The presence of chromosome-specific low-copy repeats (LCRs) predisposes chromosome 22 to deletions and duplications. The current diagnostic procedure for detecting aberrations at 22q11.2 is chromosomal analysis coupled with fluorescence in situ hybridization (FISH) or PCR-based multiplex ligation dependent probe amplification (MLPA). However, there are copy number variations (CNVs) in 22q11.2 that are only detected by high-resolution platforms such as array comparative genomic hybridization (aCGH). We report on development of a high-definition MLPA (MLPA-HD) 22q11 kit that detects copy number changes at 37 loci on the long arm of chromosome 22. These include the 3-Mb region commonly deleted in DiGeorge/velocardiofacial syndrome (DGS/VCFS), the cat eye syndrome (CES) region, and more distal regions in 22q11 that have recently been shown to be deleted. We have used this MLPA-HD probe set to analyze 363 previously well-characterized samples with a variety of different rearrangements at 22q11 and demonstrate that it can detect copy number alterations with high sensitivity and specificity. In addition to detection of the common recurrent deletions associated with DGS/VCFS, variant and novel chromosome 22 aberrations have been detected. These include duplications within as well as deletions distal to this region. Further, the MLPA-HD detects deletion endpoint differences between patients with the common 3-Mb deletion. The MLPA-HD kit is proposed as a cost effective alternative to the currently available detection methods for individuals with features of the 22q11 aberrations. In patients with the relevant phenotypic characteristics, this MLPA-HD probe set could replace FISH for the clinical diagnosis of 22q11.2 deletions and duplications.
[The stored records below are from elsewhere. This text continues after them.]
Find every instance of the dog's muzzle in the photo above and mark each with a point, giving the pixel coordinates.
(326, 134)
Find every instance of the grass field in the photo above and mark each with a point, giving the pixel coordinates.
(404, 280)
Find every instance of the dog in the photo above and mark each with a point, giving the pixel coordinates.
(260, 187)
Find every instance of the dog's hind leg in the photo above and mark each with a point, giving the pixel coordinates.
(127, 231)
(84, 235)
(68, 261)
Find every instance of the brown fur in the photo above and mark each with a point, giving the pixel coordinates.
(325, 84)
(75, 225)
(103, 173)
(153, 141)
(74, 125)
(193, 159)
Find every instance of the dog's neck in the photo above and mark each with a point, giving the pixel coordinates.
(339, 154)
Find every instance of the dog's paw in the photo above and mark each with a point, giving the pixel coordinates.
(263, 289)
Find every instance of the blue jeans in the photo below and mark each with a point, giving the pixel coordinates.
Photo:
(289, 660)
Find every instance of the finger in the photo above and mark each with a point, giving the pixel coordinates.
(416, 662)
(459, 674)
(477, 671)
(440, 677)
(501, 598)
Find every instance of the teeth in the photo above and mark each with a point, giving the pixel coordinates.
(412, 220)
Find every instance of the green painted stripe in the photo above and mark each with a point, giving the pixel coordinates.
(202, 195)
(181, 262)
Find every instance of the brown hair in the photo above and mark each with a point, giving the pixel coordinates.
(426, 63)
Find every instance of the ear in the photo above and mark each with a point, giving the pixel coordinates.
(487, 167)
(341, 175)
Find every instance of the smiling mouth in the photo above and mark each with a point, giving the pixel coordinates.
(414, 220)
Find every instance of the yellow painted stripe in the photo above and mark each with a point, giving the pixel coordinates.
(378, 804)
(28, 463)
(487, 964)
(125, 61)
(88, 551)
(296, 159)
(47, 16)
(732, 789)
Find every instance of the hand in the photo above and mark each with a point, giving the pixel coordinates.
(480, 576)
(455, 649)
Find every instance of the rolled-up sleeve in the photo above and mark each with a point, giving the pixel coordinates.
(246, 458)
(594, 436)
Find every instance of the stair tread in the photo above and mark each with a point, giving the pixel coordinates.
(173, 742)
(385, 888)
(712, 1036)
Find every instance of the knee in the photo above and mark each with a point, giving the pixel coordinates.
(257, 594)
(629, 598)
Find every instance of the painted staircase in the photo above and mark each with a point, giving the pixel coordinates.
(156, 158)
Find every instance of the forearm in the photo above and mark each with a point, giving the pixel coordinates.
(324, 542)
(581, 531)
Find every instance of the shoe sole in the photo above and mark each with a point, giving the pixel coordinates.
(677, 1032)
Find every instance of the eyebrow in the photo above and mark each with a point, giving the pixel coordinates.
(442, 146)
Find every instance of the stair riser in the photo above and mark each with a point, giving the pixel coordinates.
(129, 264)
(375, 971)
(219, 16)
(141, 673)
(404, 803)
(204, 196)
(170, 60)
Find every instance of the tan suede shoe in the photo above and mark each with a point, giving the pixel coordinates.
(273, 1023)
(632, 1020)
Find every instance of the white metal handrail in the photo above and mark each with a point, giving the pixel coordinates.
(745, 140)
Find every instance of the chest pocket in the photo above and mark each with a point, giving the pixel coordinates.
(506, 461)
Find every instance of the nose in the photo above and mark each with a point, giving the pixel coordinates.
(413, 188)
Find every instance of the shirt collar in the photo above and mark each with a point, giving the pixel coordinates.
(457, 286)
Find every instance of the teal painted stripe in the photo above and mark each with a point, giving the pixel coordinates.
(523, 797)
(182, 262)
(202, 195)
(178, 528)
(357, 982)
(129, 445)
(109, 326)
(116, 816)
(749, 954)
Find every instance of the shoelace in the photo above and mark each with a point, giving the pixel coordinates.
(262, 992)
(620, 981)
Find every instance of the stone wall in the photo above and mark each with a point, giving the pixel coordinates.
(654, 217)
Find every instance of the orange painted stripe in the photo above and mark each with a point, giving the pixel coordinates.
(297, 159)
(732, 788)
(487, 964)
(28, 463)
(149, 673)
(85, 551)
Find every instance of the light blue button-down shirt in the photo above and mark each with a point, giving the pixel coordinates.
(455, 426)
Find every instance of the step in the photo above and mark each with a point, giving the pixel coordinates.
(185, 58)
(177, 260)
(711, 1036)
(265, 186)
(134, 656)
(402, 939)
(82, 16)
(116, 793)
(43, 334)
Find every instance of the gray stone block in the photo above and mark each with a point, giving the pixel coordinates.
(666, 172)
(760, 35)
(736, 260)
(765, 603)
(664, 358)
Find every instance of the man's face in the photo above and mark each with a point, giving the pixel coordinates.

染色体特异性低拷贝重复序列(LCRs)的存在使22号染色体易于发生缺失和重复。目前检测22q11.2区域畸变的诊断方法是染色体分析结合荧光原位杂交(FISH)或基于聚合酶链反应(PCR)的多重连接依赖探针扩增(MLPA)。然而,22q11.2区域存在一些拷贝数变异(CNVs),只有通过高分辨率平台如阵列比较基因组杂交(aCGH)才能检测到。我们报告了一种高清MLPA(MLPA-HD)22q11试剂盒的开发,该试剂盒可检测22号染色体长臂上37个位点的拷贝数变化。这些位点包括在DiGeorge/腭心面综合征(DGS/VCFS)中常见缺失的3兆碱基区域、猫眼综合征(CES)区域以及22q11中最近被证明存在缺失的更远端区域。我们使用这个MLPA-HD探针组分析了363个先前特征明确的样本,这些样本在22q11区域有各种不同的重排,并证明它能够以高灵敏度和特异性检测拷贝数改变。除了检测与DGS/VCFS相关的常见复发性缺失外,还检测到了22号染色体的变异和新的畸变。这些包括该区域内的重复以及该区域远端的缺失。此外,MLPA-HD检测了常见3兆碱基缺失患者之间的缺失终点差异。对于具有22q11畸变特征的个体,建议使用MLPA-HD试剂盒作为当前可用检测方法的一种经济有效的替代方法。对于具有相关表型特征的患者,这个MLPA-HD探针组可以替代FISH用于22q11.2缺失和重复的临床诊断。